When Jimi Street's daughter told him their neighbor touched her inappropriately, he was understandably upset. But, when the man was released on bond and returned to his Racine home right next door, Street was outraged.
Reps. Cory Mason (D-Racine) and Tom Weatherson (R-Caledonia) wanted to help the Street family and prevent this from happening to others. Their bipartison legislation - Isabella's Law - would make it a condition of bail for defendents that they not live less than 250 feet or at an adjacent property from the homes of their alleged victims.
They held a press conference Monday on the steps of the Racine County Courthouse to announce their co-sponsorship of the proposed bill.
"Let me be clear. This isn't for a conviction, this will apply to accused perpetrators," Mason said during his time at the podium. "Victims should not have to live next door to their perpetrators even while the case pends through the courts."
The bill is named for Street's eight-year-old daughter who told her father that neighbor Robert Lambkin, 60, touched her while she was outside playing with friends in February. According to the criminal complaint, Lambkin admitted to unzipping the girl's coat and touching her, but he also told police he "didn't think she noticed what was going on."
Lambkin also told police he may have touched the girl elsewhere. "I know my hand had gone down there,” he is quoted as saying in the complaint.
He plead not guilty March 13 to a single count of first degree sexual assault of a child and returned to court-ordered house arrest after being released on a $10,000 signature bond during his initial appearance. Lambkin has not been convicted of this charge. He is next due in court for a pre-trial conference on May 3.
After the legislation announcement, Street said Isabella has ups and downs, and she is in counseling.
"She still has nightmares," Street said. "She has her ups and downs, there's still some anxiety."
Racine County District Attorney Rich Chiapete told reporters that Lambkin no longer lives next door to the Streets and is in the process of moving completely out of that residence.

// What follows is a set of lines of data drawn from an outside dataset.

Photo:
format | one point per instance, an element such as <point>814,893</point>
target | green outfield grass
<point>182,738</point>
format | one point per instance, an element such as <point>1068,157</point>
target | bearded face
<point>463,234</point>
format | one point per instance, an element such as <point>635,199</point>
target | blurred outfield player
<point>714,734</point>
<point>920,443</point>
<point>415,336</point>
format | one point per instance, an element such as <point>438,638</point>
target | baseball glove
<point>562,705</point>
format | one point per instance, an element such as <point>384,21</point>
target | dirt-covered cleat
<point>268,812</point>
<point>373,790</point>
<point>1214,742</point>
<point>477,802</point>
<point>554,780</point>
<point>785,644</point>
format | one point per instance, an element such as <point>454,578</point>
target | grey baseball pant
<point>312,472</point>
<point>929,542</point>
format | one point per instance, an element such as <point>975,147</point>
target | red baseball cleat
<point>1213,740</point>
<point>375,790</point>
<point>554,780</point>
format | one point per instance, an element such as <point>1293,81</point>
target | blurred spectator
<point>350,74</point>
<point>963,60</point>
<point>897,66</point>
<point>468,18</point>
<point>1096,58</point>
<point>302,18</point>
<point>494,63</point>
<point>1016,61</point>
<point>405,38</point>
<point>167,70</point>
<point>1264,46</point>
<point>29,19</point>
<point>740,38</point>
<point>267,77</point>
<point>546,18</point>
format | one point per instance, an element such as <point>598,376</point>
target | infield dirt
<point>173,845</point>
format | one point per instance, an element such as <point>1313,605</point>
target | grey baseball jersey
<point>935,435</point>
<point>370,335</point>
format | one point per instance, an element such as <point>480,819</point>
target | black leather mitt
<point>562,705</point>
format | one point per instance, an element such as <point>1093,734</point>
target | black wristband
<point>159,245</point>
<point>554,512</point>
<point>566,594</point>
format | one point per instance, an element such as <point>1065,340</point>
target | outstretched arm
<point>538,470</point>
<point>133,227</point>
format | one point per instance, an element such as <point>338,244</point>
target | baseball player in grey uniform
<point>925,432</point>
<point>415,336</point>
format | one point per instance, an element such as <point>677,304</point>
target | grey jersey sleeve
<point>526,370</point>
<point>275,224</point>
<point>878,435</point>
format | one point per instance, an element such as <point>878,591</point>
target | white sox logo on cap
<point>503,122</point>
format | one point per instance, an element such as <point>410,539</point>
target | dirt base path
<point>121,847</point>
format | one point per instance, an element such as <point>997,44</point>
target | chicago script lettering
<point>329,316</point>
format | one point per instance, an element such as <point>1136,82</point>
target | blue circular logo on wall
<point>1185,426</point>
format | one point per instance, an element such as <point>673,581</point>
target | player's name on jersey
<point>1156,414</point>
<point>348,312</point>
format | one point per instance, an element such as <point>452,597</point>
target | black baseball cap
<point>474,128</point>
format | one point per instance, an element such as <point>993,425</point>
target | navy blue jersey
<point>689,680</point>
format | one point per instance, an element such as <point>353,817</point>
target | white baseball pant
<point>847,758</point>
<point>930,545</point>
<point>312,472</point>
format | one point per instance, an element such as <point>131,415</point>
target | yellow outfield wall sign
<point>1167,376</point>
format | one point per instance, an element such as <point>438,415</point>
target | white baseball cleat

Weatherston said the legislation has broad bipartisan support, including that of Assembly Speaker Robin Vos, R-Burlington, and several state senators as well.
"We are circulating the bill today for additional co-sponsors and expect to get an actual bill number next week," he said. "From there it goes to a vote in both houses and hopefully to the Governor's desk for his signature."
Mason noted that the earliest the new bill could pass is in June, which is considered almost warp speed.
"For a bill to go from concept to written language to passed and signed into law in two or three months is considered break-neck speed," he said.
Street said having lawmakers address this issue is a step toward healing for the whole family, but Isabella is still suffering from panic attacks. He said she needs to have a trusted family member or two with her to play outside in the yard and even then, she can't be outside for long.
"She's only good for about 20 minutes and then she has anxiety attacks and we have to go inside," he said. "I don't want other families to have to go through any of this."